Unplug your appliances


Reboot’s National Day of Unplugging, an annual call for a 24-hour tech break, was launched as the smartphone was just emerging into popular use. Now celebrating its 10th year on March 1-2, the National Day of Unplugging has been a leading voice for the unplugging movement and is needed more than ever. 

“Unplugging from your phone and computer for 24 hours isn’t easy,” said National Day of Unplugging co-creator Dan Rollman, a tech entrepreneur. “That kind of break is uncommon for us in today’s hyper-connected world. If you can do it though, it’s a wonderful way to recharge your spiritual batteries and be present with the world around you. It provides a healthy reminder of the benefits that come from taking an occasional respite from our devices.”

The launch of the National Day of Unplugging in 2010, was followed by the advent of digital detox retreats and a growing call from former tech executives for accountability by the companies they say have intentionally created a society of tech addiction. The annual celebration reaches hundreds of thousands of people every year, with the world’s most established brands, celebrities and media companies sharing the message and participating.

 Our phones are now with us everywhere – at dinner, in bed and in the bathroom. They are the third wheel and the third parent. The average smartphone user taps, swipes or clicks their phone 2,617 times a day, according to a study by Dscout, and the National Day of Unplugging offers an urgently needed escape from the relentless deluge of information emanating from the now ubiquitous and ever-present screens that dominate our daily lives.
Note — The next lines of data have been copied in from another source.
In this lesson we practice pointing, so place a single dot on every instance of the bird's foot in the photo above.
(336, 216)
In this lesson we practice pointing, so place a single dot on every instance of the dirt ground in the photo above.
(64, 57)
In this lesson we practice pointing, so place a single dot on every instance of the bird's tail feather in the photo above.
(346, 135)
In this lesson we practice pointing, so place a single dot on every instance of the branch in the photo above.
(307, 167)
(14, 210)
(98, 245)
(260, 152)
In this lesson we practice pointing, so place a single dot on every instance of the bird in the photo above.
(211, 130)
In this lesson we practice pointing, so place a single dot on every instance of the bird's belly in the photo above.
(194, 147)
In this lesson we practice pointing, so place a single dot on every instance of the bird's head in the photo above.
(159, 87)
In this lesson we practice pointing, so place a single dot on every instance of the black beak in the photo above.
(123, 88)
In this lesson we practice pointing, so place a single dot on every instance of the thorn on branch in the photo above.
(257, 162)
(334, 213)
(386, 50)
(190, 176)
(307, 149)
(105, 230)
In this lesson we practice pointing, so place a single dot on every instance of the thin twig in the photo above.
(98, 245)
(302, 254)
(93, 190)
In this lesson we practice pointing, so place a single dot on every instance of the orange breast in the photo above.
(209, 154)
 In 2011, just 35 percent of people owned a smartphone. Now about 77 percent do. And they use them constantly, according to a 2018 Pew Research Center study. The top 10 percent of users tap, swipe or click their phones 5,427 times a day. Dscout found, and most start doing that right when they wake up. Almost 70 percent of adults sleep with their phones by the bed. About 85 percent of smartphone users check their phones while talking with friends or family.

For one day, from sundown Friday, March 1, through sundown Saturday, March 2, the nonprofit Reboot is asking people to embrace the National Day of Unplugging to unplug for 24 hours and look up to remember what life was like before our digital devices went with us everywhere.

 The National Day of Unplugging recognizes the value and importance of technology in today’s world with the goal of encouraging people, especially digital natives who have grown up with ever-present technology, to be more mindful of their digital use. The day is not intended to be a one-off, but rather a starting point to encourage people of all ages to embrace a healthy lifestyle by regularly setting aside unplugged time.

 A growing number of the tech leaders who designed the device’s compulsive features have stepped forward in recent years to speak out against digital manipulation. Leaders like tech entrepreneur Roger McNamee and Tristan Harris, a former Google ethicist and founder of the Center for Humane Technology, are challenging the direction of technologies that are now overtaking our society. They are sounding the alarm on the data that is being collected from people and warning that the technology is having a negative psychological effect, especially on teenagers, and that many teens are suffering from digital addiction, cyberbullying and even slower brain development.

 People can participate in the National Day of Unplugging on their own or through partnerships that include The Second City in Chicago, collaborations with the Digital Wellness Collective and Let It Ripple, hundreds of schools around the country, and many more. On it’s website, at www.NationalDayofUnplugging.com, Reboot is offering ideas and a tool kit of tips to facilitate tech-free time. Additionally, individuals, families and friends are invited to participate in the “I/WE UNPLUG TO _____” campaign to publicly share what they like to do when not using technology.

With participation worldwide in 125 countries (including far-flung places such as the Bhutan, the Isle of Man, Mongolia, Andorra, and Kazakhstan), the NDU has resonated around the world with people of all backgrounds, from Catholic to Hindu, Buddhist, and Muslim. The message has been embraced by a range of celebrities including Richard Branson, Arianna Huffington, Jill Soloway, and Tiffany Shlain.

 About the National Day of Unplugging

The National Day of Unplugging has roots in the Jewish tradition of the Sabbath. This modern day of rest was developed in 2010 for people of all backgrounds as a way to bring balance to the increasingly fast-paced way of life and reclaim time to connect with family, friends and our communities.